“Don’t be ashamed to weep; ’tis right to grieve. Tears are only water, and flowers, trees, and fruit cannot grow without water. But there must be sunlight also. A wounded heart will heal in time, and when it does, the memory and love of our lost ones is sealed inside to comfort us.”
― Brian Jacques
It’s been a tough couple of weeks. There have been tears before bedtime and laughs have been in short supply. But it has rained, and that has cheered the garden up enormously. A couple of weeks ago I spent hours watering our London garden only to stick a trowel in the earth and find that the water had penetrated no more than the top centimetre. Further watering ensued. In Broadstairs, conscious a proper soaking was in order, I left the hose on all day and still there was only a spade’s depth of moist soil.
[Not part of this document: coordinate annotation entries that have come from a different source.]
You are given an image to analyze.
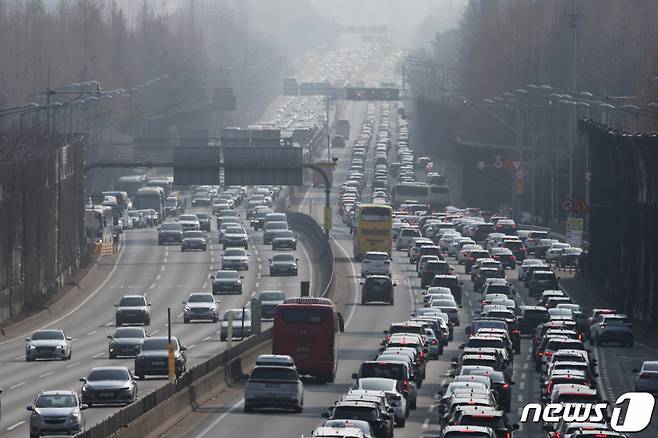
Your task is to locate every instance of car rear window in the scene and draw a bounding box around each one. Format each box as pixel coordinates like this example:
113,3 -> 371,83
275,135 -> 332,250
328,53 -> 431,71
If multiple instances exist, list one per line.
360,362 -> 409,380
249,367 -> 297,381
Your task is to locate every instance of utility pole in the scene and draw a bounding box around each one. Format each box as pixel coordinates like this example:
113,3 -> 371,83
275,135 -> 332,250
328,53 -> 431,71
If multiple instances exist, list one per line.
566,0 -> 580,199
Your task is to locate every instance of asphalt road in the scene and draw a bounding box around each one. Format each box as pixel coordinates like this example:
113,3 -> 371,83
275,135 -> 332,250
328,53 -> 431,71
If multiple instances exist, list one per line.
0,201 -> 312,437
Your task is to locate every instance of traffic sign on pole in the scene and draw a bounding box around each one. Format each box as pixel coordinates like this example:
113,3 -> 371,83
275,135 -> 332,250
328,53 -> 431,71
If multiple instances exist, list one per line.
560,198 -> 573,213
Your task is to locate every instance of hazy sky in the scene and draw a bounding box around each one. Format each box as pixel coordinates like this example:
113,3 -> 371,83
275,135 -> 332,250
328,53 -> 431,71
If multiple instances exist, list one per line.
310,0 -> 466,45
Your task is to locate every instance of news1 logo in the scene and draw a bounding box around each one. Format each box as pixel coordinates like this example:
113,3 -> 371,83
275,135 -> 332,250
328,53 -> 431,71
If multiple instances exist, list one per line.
521,392 -> 655,432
When preparing a planting hole the earth was swallowing up four gallons and still gasping for more. It will take a lot of persistent rain to get ground conditions back to normal for the time of year. Gardeners in a similar position should beware the drying effects of the wind and drench any trees, shrubs and perennials that have been planted recently. My pots are bone dry, and that’s not good for prolonging the display of flowers or encouraging lush new growth.
The water droplets on my hostas are not tears, though they look a little bit like them. They belong to heaven and earth, temporarily diverted on their journey between sky and soil. They will wash away dust, pollution and pollen before quenching thirsty roots. I love to see them, touch them, nudge them like little balls of mercury, before they roll away or join to form larger pebble shapes. On the maidenhair fern (Adiantum venustum) raindrops tremble, clinging on to the flimsy foliage before they are shaken to the ground by the wind.
As I finish writing this post I look out across the rooftops of Broadstairs and see there is sunlight, and the prospect of happier times ahead. TFG.